I am working on a
TabularPandas problem, and I am defining my data as follows:
data = TabularPandas( df, [Categorify, FillMissing], categorical_variables, continuous_variables, y_names=dependent_variable, splits=split_indices, )
which results in a CrossEntropy loss function when instantiating a
tabular_learner, and works great.
At a later point I am resetting the data split (I am using ensembles). I don’t know if there is an easy way to do this, but what I am trying is first stitching up my data in a single DataFrame:
data_df = pd.concat([data.train.xs, data.valid.xs]) data_df[data.y_names] = pd.concat([data.train.y, data.valid.y])
and then redeclaring a
TabularPandas object, exactly like before!
data = TabularPandas( data_df, [Categorify, FillMissing], data.cat_names, data.cont_names, y_names=data.y_names, splits=splits, )
where I pass new lists of indices for splits.

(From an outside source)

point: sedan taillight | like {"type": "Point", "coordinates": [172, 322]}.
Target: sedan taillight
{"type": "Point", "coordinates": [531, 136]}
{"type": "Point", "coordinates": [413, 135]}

The DataFrames seem correct (
data.train.xs.head() gives the same result before and after if I don’t get new indices for the split). But now my loss is
MSELoss, which is clearly not what I need. I guess I can manually fix my loss, but I need to understand why this is changing, because it may indicate other problems I am overlooking.
I double checked that
data.valid.y are both